Tuesday, 13 December 2011

Yam Flavoured Milk Loaf



This is no ordinary bread loaf, this is super soft, sweet smelling and slightly sweet tasting bread loaf!

This bread maker sure is amazing! I went for a Japanese 'Hot Spring Poolish' method to make this bread, but in the bread maker! There obviously wasn't such option to accomodate this way of bread making, but it happily takes in the poolish (pre-fermented dough to add to the main dough), and gave me a perfectly soft, well risen, thin and soft crusted golden loaf.

If you love bread, you must try this recipe. I see it as the perfect recipe for us.
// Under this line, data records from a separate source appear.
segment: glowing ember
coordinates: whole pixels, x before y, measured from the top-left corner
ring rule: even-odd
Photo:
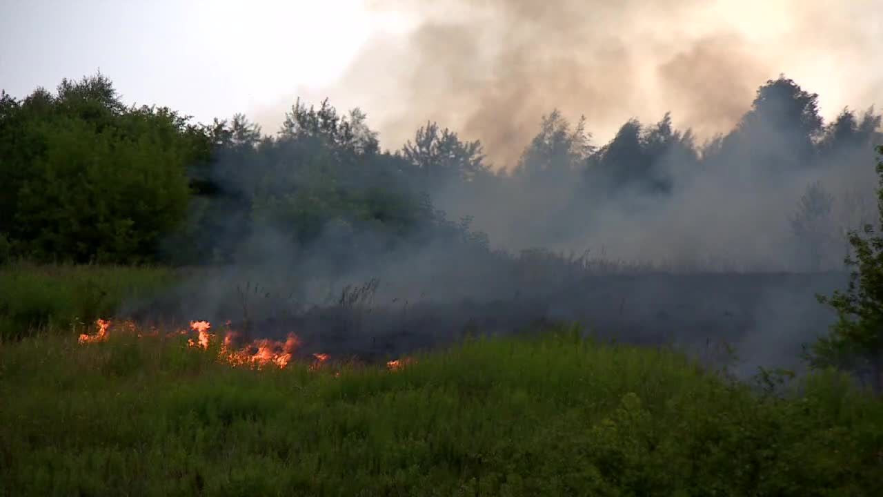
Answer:
[[[389,361],[387,363],[387,369],[391,371],[398,371],[404,368],[406,364],[410,364],[414,361],[410,357],[405,357],[404,359],[396,359],[395,361]]]
[[[106,340],[108,339],[108,327],[110,326],[110,321],[99,319],[95,321],[95,325],[98,327],[97,332],[92,334],[83,333],[79,335],[79,340],[77,341],[79,343],[94,343],[96,341]]]
[[[236,349],[233,341],[237,336],[235,333],[228,333],[224,337],[220,353],[221,360],[234,367],[250,364],[260,368],[272,363],[279,368],[284,368],[291,361],[295,349],[300,345],[298,337],[290,333],[284,342],[263,339]],[[253,352],[255,349],[257,351]]]
[[[260,369],[267,365],[273,365],[280,369],[285,368],[293,359],[294,353],[300,347],[300,340],[294,333],[289,333],[284,341],[270,339],[261,339],[252,341],[245,345],[237,345],[240,335],[237,332],[230,331],[230,323],[227,322],[228,331],[224,334],[223,340],[217,352],[217,359],[232,367],[246,366]],[[110,321],[98,319],[95,321],[97,331],[92,334],[83,333],[79,335],[79,342],[94,343],[108,340]],[[114,329],[122,327],[128,330],[131,334],[138,338],[156,337],[160,335],[155,327],[151,327],[148,331],[142,332],[138,329],[134,323],[124,321]],[[190,331],[179,330],[167,333],[165,336],[172,338],[175,336],[186,335],[196,333],[196,336],[187,340],[187,346],[200,350],[208,350],[209,345],[215,338],[215,334],[210,332],[211,323],[208,321],[191,321]],[[116,333],[116,331],[115,331]],[[310,364],[310,371],[317,371],[325,364],[330,357],[328,354],[313,354],[314,361]],[[412,363],[409,357],[396,359],[387,363],[389,371],[398,371],[406,364]],[[340,371],[335,372],[334,376],[340,377]]]
[[[193,339],[188,340],[187,345],[190,347],[199,347],[207,350],[208,348],[208,342],[215,336],[208,333],[208,330],[210,330],[211,327],[212,325],[208,321],[191,321],[190,329],[199,333],[199,336],[197,337],[196,341],[194,341]]]

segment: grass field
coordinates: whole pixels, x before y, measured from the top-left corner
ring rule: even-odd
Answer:
[[[125,299],[162,291],[174,280],[162,267],[0,265],[0,340],[34,330],[75,337]]]
[[[185,341],[0,345],[0,493],[883,495],[883,403],[833,372],[766,395],[572,330],[396,371]]]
Abby hates crusts but she is happy to eat every brown bits from this loaf. And another good thing is that it stays soft even after 3 days! That's something for a homemade bread!

I made this bread soon again but this time I used a different yam powder that has way too much colouring in it... Still didn't stop us from tearing chunks off it though!

The following recipe is for both bread maker and by hand.


(Make 1 medium loaf - See first picture. The purple one is a larger loaf)

For the Poolish:

100g Boiling Water
20g Strong Flour

1. Add the water in a small pot (Non stick is ideal). Add the flour (don't need to sieve) and stir until there are no more flour lumps
2. On a small fire, heat the poolish while stirring continuously. Remove when thickened (a custard texture)
3. Cover with cling film and cool in room temperature

Rest of the Ingredients:

6g Yeast
260g Strong Flour
10g Yam Powder (or chocolate/ coffee/ milk powder/ strong flour for plain)
45g Sugar (adjustable)
4g Salt
30g Single Cream
30g Milk
43g Egg (1 medium sized)
25g Unsalted Butter, softened


Method:

With Panasonic SD2501WXC bread maker - Menu 10, add the poolish last

1. Knead all the ingredients except the butter until it forms a lumpy dough.

2. Knead in the butter until the dough becomes smooth, shiny and elastic (when you gently stretch a piece of the dough, it should form a really thin opaque sheet. When it breaks the edges of the hole is smooth). It should be tacky but not sticky (use extra flour sparingly if you knead by hand on the table)

3. Roll the dough into a ball, or stretch the sides gently and fold it tightly at the bottom to form a smooth rounded ball on the top.

4. Place the dough in a greased bowl with the smooth side on the top, and cover the bowl with greased cling film (or a clean damp tea towel)

5. Place the bowl in a warm place and rise until the dough is double the size (approx 45mins to 1 hr)

6. To test whether it is done, dip your finger into some flour, and poke it into the dough. The rising is done when the hole either doesn't shrink, or shrinks very slowly.

7. Punch the dough and split it into 3 equal portions. Roll each portion into a ball, and cover them gently, resting them for 15 mins.

8. Take 1 portion (keep the other 2 covered), punch it and then roll it back into a smooth ball. Use a rolling pin to roll it flat into a long tongue shape, making sure the width is even.

9. Roll it up from one short end to the other. Put it aside and cover it gently while you work on the other 2 doughs.

10. Place the dough side by side, with the long side touching each other, and carefully lift them up and place them into a loaf tin.

11. Cover the tin and let the dough rise in a warm place until it's 80% full. In the meantime, preheat the oven to 190°C.

12. Bake for 20-25 mins until golden and when you knock on the base of the loaf it makes a hollow sound.

13. Glaze with melted butter and cool it on a cooling rack.